The confident, but nervous 6-year-old quietly observed from the side of the pool as girls swam butterfly at her first summer league swim practice.
Aubrey Peacock didn't know any swimming techniques or breathing pattern, so when shehopped in the pool and beat everyone in a butterfly race, her mother didn't know what to think.
"Aubrey had never been taught to do butterfly, she watched somebody do it," said her mother, Susan Peacock.
Her strong kicks and quick strokes made it look like she had been swimming for a long time.
Aubrey half jokes with her mom about having a sixth sense that allows her to have an unusually close connection with her body that most people don't.
"I'm very visual," Aubrey said. "If I watch someone do something, I'm able to digest it and do it."
It's an ability you cannot teach, according to Susan.
"She had a very good mind and body connection from a very young age because she could literally just watch something and recreate it in the water," Susan said. "With her, she can just watch it and do it."
Aubrey and her mother believe her body awareness came from swimming and her medical problems.
An autonomic nervous system disorder that caused her to lose consciousness taught her how to read her body the most when she was young, Peacock said.
A broken pinky, torn quad and fractured spine taught Aubrey how to push herself to an edge she knows will not hurt her.
"I think I know my body so well, I kind of know exactly where the line is that you can push it, and there is a time where you can cross the line," Aubrey said. "I think I am really good at determining when I get to that line. I know when I'm pushing myself too hard, and I know when I'm not pushing myself hard enough."
The 2012 U.S. Olympic Trials qualifier was also born with a heart defect that required doctors to open up her pulmonary valve when she was an infant.
After heart surgery, Peacock had to have regular checkups every five years. Doctors discovered an electrical problem in her heart called Wolf-Parkinson syndrome on a checkup when she was 13.
The bleach blonde with a chip on her shoulder started swimming because she did not like sports that made her sweat.
The Georgia native's passion for the sport grew when she moved to Jacksonville, Florida. There, she started swimming for the Bolles School swimming and diving team, a program that has won more state championships and more consecutive championships than any other team in the history of Florida swimming.
After four years at Bolles, she spent her first two years of eligibility at the University of Arizona. Because of a coaching change, she transferred to Auburn in 2012.
"The new coach that we got (at Arizona), our values just didn't align," Aubrey said.
Auburn head coach Brett Hawke said she came in with a really positive attitude, and wanted to be a role model and leader right away.
"She came in a little hesitant, but she came in with the idea that she was going to set a great example from the get go and prove herself as a leader," Hawke said.
Peacock did not let the bad times at Arizona frustrate her, and made All-American six times in college.

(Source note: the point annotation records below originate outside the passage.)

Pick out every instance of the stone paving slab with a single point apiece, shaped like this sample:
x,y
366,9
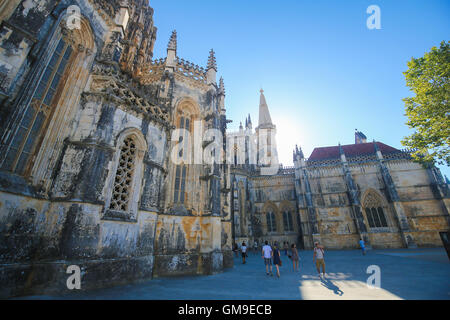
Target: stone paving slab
x,y
405,274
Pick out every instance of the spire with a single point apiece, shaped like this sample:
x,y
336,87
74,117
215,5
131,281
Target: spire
x,y
377,150
375,146
212,61
342,154
173,41
221,86
264,116
360,137
341,150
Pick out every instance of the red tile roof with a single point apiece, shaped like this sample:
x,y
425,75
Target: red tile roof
x,y
350,150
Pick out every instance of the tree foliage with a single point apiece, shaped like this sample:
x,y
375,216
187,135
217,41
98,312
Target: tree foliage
x,y
429,111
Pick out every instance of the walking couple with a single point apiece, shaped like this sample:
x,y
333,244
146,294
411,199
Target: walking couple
x,y
268,255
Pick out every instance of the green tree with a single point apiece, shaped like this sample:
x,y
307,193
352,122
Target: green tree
x,y
429,110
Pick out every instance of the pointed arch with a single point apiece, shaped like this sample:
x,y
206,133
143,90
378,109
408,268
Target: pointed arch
x,y
125,178
374,208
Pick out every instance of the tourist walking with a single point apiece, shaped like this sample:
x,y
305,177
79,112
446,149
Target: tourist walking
x,y
277,259
363,246
294,256
244,252
235,249
318,258
267,256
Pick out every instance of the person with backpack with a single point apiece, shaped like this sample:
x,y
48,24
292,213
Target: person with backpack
x,y
363,246
277,259
244,252
235,249
267,254
318,258
293,255
285,247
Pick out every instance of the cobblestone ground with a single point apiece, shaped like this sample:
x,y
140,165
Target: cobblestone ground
x,y
405,274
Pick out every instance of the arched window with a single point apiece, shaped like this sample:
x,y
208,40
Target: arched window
x,y
376,217
39,111
126,175
271,223
374,211
287,221
183,150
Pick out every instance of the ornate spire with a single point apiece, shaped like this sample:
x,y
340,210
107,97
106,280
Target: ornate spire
x,y
173,41
301,153
212,61
341,150
264,116
375,146
221,86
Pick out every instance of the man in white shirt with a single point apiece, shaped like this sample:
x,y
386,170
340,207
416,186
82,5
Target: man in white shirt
x,y
267,254
318,258
244,252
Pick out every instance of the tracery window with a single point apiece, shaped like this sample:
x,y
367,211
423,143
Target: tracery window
x,y
271,223
287,221
374,211
124,176
376,217
181,170
39,111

She loved competing for Auburn with her teammates, but her most cherished time in the water was the years she competed in the United States Olympic Trials, and qualified in 2012.
"That was something I can never duplicate," Peacock said. "That was just amazing. If I could swim on Team USA every year, and make the team every year, I would. That is probably what kept me going."
Peacock considered the idea of swimming after graduation, but figured it was time to find a job.
Memories of when she swam in a warm-up lane with Michael Phelps, the most decorated Olympian of all time, and chatted by the pool with Ryan Lochte, 11-time Olympic medalist, made it a difficult decision to hang up the torch.
She said she would miss the competitive spirit that came with swimming the most.
"When you're on a college team or Team USA, it just adds a different component to it," Aubrey said. "It just adds so much to the sport."
Aubrey said she will also miss proving people wrong, such as the doctors who told her she would need several months to heal from her spinal fracture. She cut the time in half.
"I'm one of those people that when you tell me I can't do something, I'm like 'Watch me,'" Aubrey said.
Aubrey said she still gets in the pool once a week, and still hangs around the Auburn swimming and diving team. She works 20 hours a week for the Auburn athletics department to keep her fifth-year scholarship.
"I work with the captains," Aubrey said. "I was captain last year, so whatever they need, I kind of understand it. I help out with that and recruiting. I still hang out with all the teammates. You become family."
After she graduates in December with a business marketing degree, she said she wants to do marketing for television.
"I would love to work for SEC Network, ESPN, Time Warner, Fox, pretty much anything that has to do with television I am really passionate about," Aubrey said. "The way you can use a program to market to the consumer and attract them to your program. I think that's really cool."
Aubrey went to her first summer league practice where she swam butterfly for the first time because a friend invited her.
Her friend ended up quitting, but Aubrey stayed with it, and found out something about herself, something rare. Swimming taught her a constant awareness of how she feels, both physically and mentally.
"I think the deal is your looking at this certain level of swimmer, and to get to that level most of them have had to have a great amount of body awareness," Susan said. "Obviously there are ones that have more than others. I think they just learn to know what their body needs, and they get better if they know how to do that."